At Our Saviour’s Housing
- We continue to operate the shelter at a hotel as the safest option in the middle of a pandemic that has exposed existing racial disparities in healthcare access and outcomes.
- We have created a peer-review process so shelter guests can appeal to a group of their peers when they are asked to leave the shelter due to behavior violations. The peer group hears the case and makes its own recommendation. This shifts power so the staff does not serve as the sole decision-making authority in such important decisions.
- The budget for our next fiscal year will include a raise in the base wage for our shelter workers, a position that has been both the lowest paid in our organization and filled predominantly by employees who identify as BIPOC.
At the English Learning Center
- All volunteers are now required to take Racial Equity 101 training with Literacy Minnesota. This helps set an expectation for volunteers and establishes a common language and understanding around race and racism.
- Several staff members are participating in trainings through the Social Justice in Education Certificate series at Literacy Minnesota. These are designed to help participants learn to understand themselves within a cultural context and develop methods for nurturing a learning environment where all identities are affirmed and included. They are free and open to the public.
- We’re revising our curriculum to more intentionally show real-life images that reflect the race and gender diversity of our students, teachers, and staff. We’re also revising units in our curriculum to be community-safety oriented, including discussing alternatives to calling the police during emergencies.

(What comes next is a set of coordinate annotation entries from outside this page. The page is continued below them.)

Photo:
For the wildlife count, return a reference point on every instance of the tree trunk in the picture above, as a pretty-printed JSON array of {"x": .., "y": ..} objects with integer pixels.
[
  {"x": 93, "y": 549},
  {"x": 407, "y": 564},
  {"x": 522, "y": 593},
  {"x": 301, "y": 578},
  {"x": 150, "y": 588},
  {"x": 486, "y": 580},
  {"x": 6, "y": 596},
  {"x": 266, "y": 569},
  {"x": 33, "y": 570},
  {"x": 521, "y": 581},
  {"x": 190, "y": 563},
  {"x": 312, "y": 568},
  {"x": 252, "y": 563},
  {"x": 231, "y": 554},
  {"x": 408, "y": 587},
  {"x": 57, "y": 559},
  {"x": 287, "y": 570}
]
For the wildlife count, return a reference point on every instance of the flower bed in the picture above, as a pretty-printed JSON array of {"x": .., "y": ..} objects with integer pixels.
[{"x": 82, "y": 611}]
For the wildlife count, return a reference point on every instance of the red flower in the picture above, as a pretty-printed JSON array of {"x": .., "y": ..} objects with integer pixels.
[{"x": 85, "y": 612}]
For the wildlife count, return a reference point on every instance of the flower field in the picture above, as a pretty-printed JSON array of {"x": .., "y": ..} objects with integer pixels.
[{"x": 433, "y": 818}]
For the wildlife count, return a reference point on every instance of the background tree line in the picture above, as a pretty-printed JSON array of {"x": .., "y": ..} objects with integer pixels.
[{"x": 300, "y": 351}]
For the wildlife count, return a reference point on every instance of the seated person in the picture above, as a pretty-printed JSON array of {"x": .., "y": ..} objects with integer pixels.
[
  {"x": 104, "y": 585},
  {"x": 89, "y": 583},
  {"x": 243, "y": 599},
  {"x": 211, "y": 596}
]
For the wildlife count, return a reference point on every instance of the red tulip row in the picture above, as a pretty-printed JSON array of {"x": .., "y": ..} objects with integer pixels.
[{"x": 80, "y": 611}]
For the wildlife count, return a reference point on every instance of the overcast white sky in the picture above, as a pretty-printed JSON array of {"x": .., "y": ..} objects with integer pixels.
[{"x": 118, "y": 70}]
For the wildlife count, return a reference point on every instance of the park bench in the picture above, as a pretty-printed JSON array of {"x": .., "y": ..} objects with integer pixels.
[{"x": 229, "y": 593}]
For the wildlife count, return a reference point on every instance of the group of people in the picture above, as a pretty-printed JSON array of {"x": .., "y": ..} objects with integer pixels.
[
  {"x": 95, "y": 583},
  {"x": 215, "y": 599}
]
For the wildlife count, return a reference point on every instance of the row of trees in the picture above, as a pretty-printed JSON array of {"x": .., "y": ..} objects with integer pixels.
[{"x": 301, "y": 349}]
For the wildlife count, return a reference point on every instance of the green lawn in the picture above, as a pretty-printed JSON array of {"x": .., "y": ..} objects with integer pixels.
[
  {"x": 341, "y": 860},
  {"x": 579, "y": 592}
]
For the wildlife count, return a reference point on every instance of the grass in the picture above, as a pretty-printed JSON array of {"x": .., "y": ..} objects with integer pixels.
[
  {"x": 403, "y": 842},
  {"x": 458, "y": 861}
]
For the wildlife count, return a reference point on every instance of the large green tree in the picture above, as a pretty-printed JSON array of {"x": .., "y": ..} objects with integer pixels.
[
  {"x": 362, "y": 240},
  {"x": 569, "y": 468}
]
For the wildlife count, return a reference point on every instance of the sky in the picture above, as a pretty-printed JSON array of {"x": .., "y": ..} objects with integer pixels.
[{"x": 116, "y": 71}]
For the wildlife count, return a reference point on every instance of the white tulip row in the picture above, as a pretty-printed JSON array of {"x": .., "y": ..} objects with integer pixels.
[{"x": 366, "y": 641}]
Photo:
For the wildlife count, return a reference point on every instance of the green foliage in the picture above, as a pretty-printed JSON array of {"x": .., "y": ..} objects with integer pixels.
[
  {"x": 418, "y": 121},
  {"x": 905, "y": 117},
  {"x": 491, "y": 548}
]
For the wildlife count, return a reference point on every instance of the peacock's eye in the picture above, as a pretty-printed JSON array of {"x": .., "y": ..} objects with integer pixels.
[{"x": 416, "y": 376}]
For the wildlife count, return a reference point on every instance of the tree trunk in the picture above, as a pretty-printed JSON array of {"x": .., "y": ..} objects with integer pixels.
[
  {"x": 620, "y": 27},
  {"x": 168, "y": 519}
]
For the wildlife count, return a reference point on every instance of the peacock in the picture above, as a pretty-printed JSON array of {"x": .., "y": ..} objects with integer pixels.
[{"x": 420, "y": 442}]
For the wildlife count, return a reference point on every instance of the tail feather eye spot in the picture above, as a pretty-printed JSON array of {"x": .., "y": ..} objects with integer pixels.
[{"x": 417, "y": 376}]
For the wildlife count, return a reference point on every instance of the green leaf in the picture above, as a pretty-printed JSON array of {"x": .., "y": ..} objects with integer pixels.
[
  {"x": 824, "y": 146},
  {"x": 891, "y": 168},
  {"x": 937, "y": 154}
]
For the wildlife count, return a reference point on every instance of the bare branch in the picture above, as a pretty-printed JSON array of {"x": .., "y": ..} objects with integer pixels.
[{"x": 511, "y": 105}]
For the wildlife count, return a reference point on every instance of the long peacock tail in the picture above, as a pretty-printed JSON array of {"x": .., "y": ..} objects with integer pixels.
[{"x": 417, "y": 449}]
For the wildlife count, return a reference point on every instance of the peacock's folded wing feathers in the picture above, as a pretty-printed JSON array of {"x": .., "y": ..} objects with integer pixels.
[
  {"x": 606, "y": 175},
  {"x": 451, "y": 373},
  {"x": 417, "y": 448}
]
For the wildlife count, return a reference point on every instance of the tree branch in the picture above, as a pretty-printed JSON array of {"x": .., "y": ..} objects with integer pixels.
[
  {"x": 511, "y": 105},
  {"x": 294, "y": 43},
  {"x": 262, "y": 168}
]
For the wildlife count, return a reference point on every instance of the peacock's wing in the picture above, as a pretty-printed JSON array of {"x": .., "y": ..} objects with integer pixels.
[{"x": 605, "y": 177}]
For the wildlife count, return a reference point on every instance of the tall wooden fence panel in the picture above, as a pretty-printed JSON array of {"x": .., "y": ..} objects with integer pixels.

- We’re continuing our partnership with #IamABE, a grassroots advocacy group started by ABE (adult basic education) teachers. We signed this statement, promising to hold ourselves accountable to build a more just education system that functions as a tool for positive change.
- We are addressing existing racial disparities in access to technology by providing computer devices and Wi-Fi access to students who need them to support remote learning during the pandemic and beyond.
We know there is still much to do – both at Our Saviour’s Community Services and in our broader community. This work doesn’t come with an end point or certificate of completion. But we can commit to doing better today than we did yesterday and the day before. We’ll continue to share updates in the coming months and invite you to both join us and help hold us accountable along the way.